If you choose to combine accounts, what are your expectations for how that money is allotted? If you don't combine accounts, what approach would you take to shared expenses? Some couples open a third account, some couples tally what they owe to make each expenditure fair, some couples divvy up financial responsibilities in a way that feels balanced — for instance, one person pays the rent while the other buys the groceries. There is no one-size-fits-all answer, and if you combine finances without knowing what the plan is first it can be difficult to extricate from that initial pooling of resources down the line.

What should couples consider when discussing combining (or not combining) finances?

Discuss what each of you is contributing to the household beyond finances to help determine the financial plan. A couple that makes similar salaries and has no kids may choose an arrangement closer to 50/50 on expenses and keep their finances relatively separate so that neither one micromanages the other's financial decisions. A couple where one person does more of the household duties or child-rearing while the other brings in a higher salary will probably be better suited by a financial arrangement where most (if not all) accounts are shared — otherwise, the partner whose contributions are not monetized loses equity in the relationship.

Differing personalities and areas of strength should also be taken into account. If one person is great at tracking expenses and doesn't make large impulse purchases, while the other doesn't like to think about money and misses payment deadlines, the more fiscally responsible person should probably be overseeing most of the financial input and output in the relationship.

How should couples address different spending habits or debt disparity?

This is not an easy question to answer and depends largely on personal value systems around financial equity. I have seen couples join their finances and one person happily pays off the debt of the other to reach a shared stability in the middle.

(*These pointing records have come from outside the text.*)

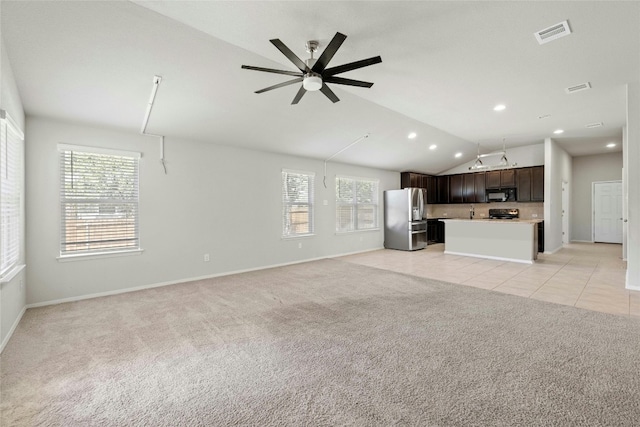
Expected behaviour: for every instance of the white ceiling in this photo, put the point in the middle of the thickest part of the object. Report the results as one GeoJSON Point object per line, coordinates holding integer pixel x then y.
{"type": "Point", "coordinates": [445, 65]}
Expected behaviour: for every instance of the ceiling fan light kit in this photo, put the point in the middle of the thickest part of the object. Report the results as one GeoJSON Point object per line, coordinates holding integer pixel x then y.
{"type": "Point", "coordinates": [314, 74]}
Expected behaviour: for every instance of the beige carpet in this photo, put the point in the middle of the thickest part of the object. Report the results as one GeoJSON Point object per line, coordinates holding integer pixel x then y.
{"type": "Point", "coordinates": [322, 343]}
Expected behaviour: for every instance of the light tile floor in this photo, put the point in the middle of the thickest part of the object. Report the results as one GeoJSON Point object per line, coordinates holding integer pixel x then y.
{"type": "Point", "coordinates": [585, 275]}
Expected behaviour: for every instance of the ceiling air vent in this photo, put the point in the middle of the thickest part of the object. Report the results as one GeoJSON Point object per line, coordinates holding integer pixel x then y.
{"type": "Point", "coordinates": [578, 88]}
{"type": "Point", "coordinates": [594, 125]}
{"type": "Point", "coordinates": [552, 33]}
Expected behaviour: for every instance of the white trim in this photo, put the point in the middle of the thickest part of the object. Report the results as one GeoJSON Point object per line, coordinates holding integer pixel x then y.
{"type": "Point", "coordinates": [98, 150]}
{"type": "Point", "coordinates": [13, 328]}
{"type": "Point", "coordinates": [13, 272]}
{"type": "Point", "coordinates": [627, 280]}
{"type": "Point", "coordinates": [96, 255]}
{"type": "Point", "coordinates": [553, 251]}
{"type": "Point", "coordinates": [521, 261]}
{"type": "Point", "coordinates": [12, 124]}
{"type": "Point", "coordinates": [190, 279]}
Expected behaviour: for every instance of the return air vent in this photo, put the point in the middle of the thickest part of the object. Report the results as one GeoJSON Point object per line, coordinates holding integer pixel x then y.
{"type": "Point", "coordinates": [578, 88]}
{"type": "Point", "coordinates": [594, 125]}
{"type": "Point", "coordinates": [552, 33]}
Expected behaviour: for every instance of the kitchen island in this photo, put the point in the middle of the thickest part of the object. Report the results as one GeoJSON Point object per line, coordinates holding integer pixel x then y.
{"type": "Point", "coordinates": [508, 240]}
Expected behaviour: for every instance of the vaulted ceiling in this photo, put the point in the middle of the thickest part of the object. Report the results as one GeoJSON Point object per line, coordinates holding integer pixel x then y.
{"type": "Point", "coordinates": [445, 65]}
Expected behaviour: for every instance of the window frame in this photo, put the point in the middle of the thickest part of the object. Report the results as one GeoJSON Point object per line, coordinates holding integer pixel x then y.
{"type": "Point", "coordinates": [310, 203]}
{"type": "Point", "coordinates": [91, 253]}
{"type": "Point", "coordinates": [355, 226]}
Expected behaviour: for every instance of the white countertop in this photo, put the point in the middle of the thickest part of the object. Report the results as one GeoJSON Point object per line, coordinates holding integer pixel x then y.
{"type": "Point", "coordinates": [501, 221]}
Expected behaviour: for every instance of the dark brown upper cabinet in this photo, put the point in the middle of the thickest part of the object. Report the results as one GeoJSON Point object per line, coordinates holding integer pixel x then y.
{"type": "Point", "coordinates": [523, 181]}
{"type": "Point", "coordinates": [456, 188]}
{"type": "Point", "coordinates": [481, 191]}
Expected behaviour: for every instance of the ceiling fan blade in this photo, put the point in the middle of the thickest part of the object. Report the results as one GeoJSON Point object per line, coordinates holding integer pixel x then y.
{"type": "Point", "coordinates": [329, 93]}
{"type": "Point", "coordinates": [271, 70]}
{"type": "Point", "coordinates": [349, 82]}
{"type": "Point", "coordinates": [328, 53]}
{"type": "Point", "coordinates": [351, 66]}
{"type": "Point", "coordinates": [290, 55]}
{"type": "Point", "coordinates": [299, 95]}
{"type": "Point", "coordinates": [287, 83]}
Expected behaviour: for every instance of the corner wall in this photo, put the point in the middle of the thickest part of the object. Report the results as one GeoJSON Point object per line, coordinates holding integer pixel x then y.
{"type": "Point", "coordinates": [12, 293]}
{"type": "Point", "coordinates": [215, 199]}
{"type": "Point", "coordinates": [631, 160]}
{"type": "Point", "coordinates": [585, 171]}
{"type": "Point", "coordinates": [556, 171]}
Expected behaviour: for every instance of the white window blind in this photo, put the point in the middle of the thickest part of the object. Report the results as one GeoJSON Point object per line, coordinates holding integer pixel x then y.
{"type": "Point", "coordinates": [297, 203]}
{"type": "Point", "coordinates": [11, 155]}
{"type": "Point", "coordinates": [356, 204]}
{"type": "Point", "coordinates": [99, 200]}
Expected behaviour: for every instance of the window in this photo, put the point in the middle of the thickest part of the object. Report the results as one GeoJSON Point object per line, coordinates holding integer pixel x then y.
{"type": "Point", "coordinates": [11, 155]}
{"type": "Point", "coordinates": [356, 204]}
{"type": "Point", "coordinates": [297, 203]}
{"type": "Point", "coordinates": [98, 200]}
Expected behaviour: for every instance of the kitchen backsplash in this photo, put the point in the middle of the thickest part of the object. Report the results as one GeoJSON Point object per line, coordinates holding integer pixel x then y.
{"type": "Point", "coordinates": [461, 210]}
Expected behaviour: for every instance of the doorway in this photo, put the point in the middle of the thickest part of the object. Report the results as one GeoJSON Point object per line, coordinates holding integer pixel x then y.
{"type": "Point", "coordinates": [607, 212]}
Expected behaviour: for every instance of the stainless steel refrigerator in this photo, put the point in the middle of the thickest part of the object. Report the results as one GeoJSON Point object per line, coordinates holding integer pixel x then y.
{"type": "Point", "coordinates": [405, 219]}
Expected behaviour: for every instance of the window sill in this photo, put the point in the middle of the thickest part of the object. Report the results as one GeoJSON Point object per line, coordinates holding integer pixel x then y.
{"type": "Point", "coordinates": [301, 236]}
{"type": "Point", "coordinates": [11, 274]}
{"type": "Point", "coordinates": [97, 255]}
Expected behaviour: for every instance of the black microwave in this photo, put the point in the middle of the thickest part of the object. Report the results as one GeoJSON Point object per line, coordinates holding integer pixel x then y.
{"type": "Point", "coordinates": [502, 195]}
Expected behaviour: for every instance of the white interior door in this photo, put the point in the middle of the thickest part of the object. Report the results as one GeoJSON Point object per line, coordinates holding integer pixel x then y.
{"type": "Point", "coordinates": [607, 212]}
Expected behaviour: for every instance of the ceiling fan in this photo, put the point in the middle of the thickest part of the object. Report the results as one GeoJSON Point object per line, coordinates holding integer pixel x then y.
{"type": "Point", "coordinates": [314, 73]}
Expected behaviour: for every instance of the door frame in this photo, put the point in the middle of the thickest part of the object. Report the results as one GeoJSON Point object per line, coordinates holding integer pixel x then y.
{"type": "Point", "coordinates": [593, 206]}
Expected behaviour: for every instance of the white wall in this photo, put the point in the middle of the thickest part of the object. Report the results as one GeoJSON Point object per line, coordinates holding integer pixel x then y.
{"type": "Point", "coordinates": [12, 293]}
{"type": "Point", "coordinates": [528, 155]}
{"type": "Point", "coordinates": [585, 171]}
{"type": "Point", "coordinates": [631, 162]}
{"type": "Point", "coordinates": [557, 170]}
{"type": "Point", "coordinates": [215, 199]}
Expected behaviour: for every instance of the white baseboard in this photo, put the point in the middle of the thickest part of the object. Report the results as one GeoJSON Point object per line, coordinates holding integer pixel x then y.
{"type": "Point", "coordinates": [13, 328]}
{"type": "Point", "coordinates": [521, 261]}
{"type": "Point", "coordinates": [184, 280]}
{"type": "Point", "coordinates": [546, 252]}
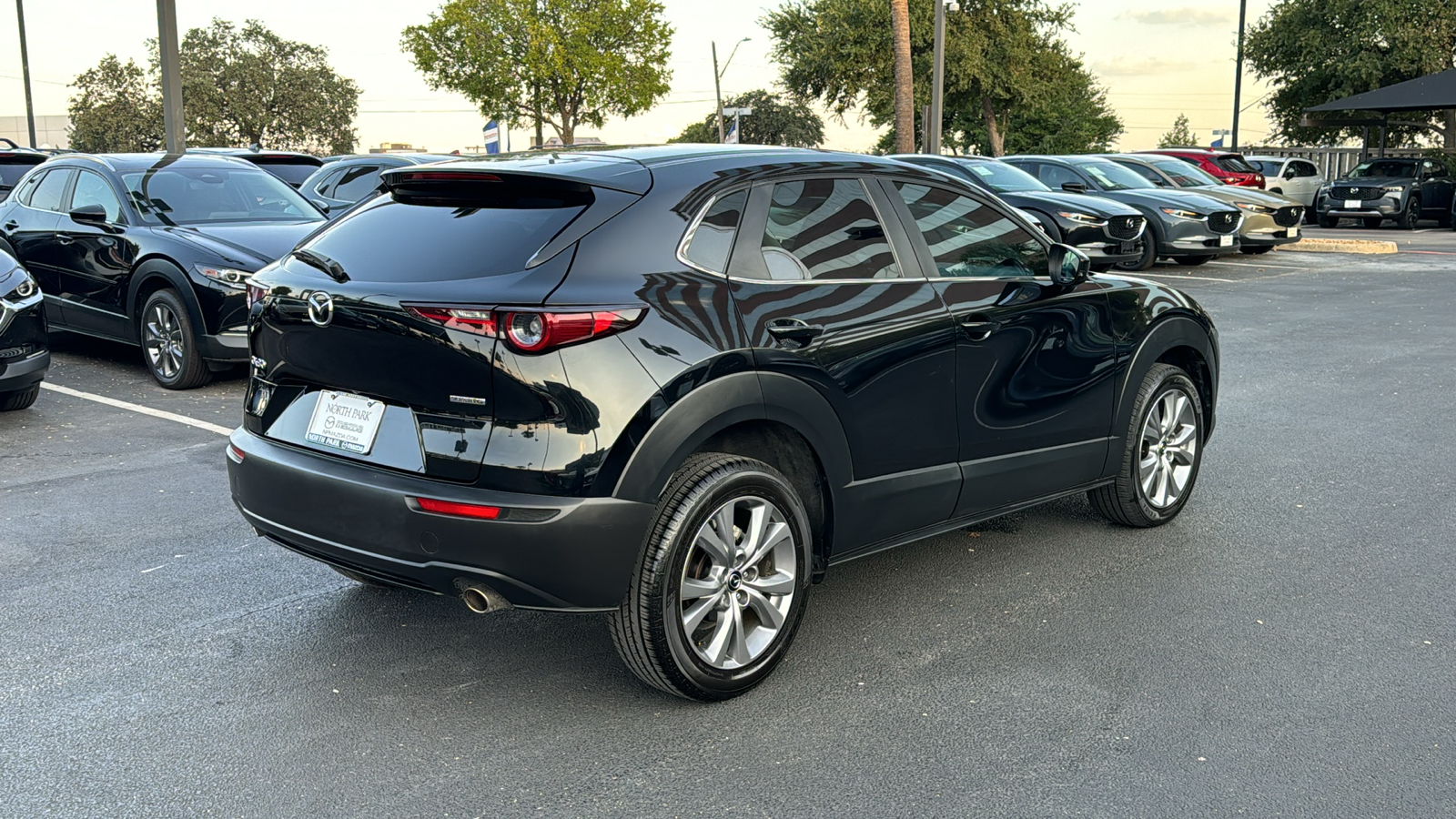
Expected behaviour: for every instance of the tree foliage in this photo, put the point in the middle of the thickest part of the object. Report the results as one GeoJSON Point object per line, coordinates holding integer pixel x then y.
{"type": "Point", "coordinates": [568, 62]}
{"type": "Point", "coordinates": [1006, 69]}
{"type": "Point", "coordinates": [1315, 51]}
{"type": "Point", "coordinates": [245, 86]}
{"type": "Point", "coordinates": [116, 109]}
{"type": "Point", "coordinates": [1179, 136]}
{"type": "Point", "coordinates": [239, 86]}
{"type": "Point", "coordinates": [775, 121]}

I have seen other couples keep their finances separate for decades while one partner struggles to stay afloat with debt and the other saves for retirement. On the one hand, it's hardly fair for the fiscally responsible partner to take on the burden of the other's misguided expenditures. However, privilege plays a significant part in whether or not a person amasses student debt or has poor credit, which should be factored into a discussion of what feels equitable.

A plan around past debt can often be figured out, but if ongoing expenditures are a constant source of conflict some separation of finances is in order. A joint account for shared expenditures is one way to not micromanage each other's personal financial choices from separate accounts or, alternatively, a set-aside account for either or both partners that includes "fun money" while the rest of the finances are mutually decided.

What are the common mistakes you see couples make?

You can't just keep your finances rigidly separate because you don't agree on spending practices or can't find a way to talk about money. If you join your life to someone else's for a decade or more, your financial situations will absolutely impact each other. Whether you can get a lease or a loan, whether you can travel or when you can retire are all linked to your partner's finances, if you choose to stay together and share a life. If your partner is struggling in debt and you don't make a plan together, every penny in interest and fees on that debt takes away from your combined resources.

Any best practices for couples, no matter how far along they are in their relationship?

Continuously make time to revisit financial goals and planning. This conversation can be detail-oriented or broad, as long as you clear up any assumptions and clarify the path you are on together. Make sure you are still on the same page about what debt exists, how debt is being addressed, what expenditures are being made, what money is being saved and what that money is being saved for. Fine-tune your financial roles in the relationship in a way that honors you, both as individuals and as a couple.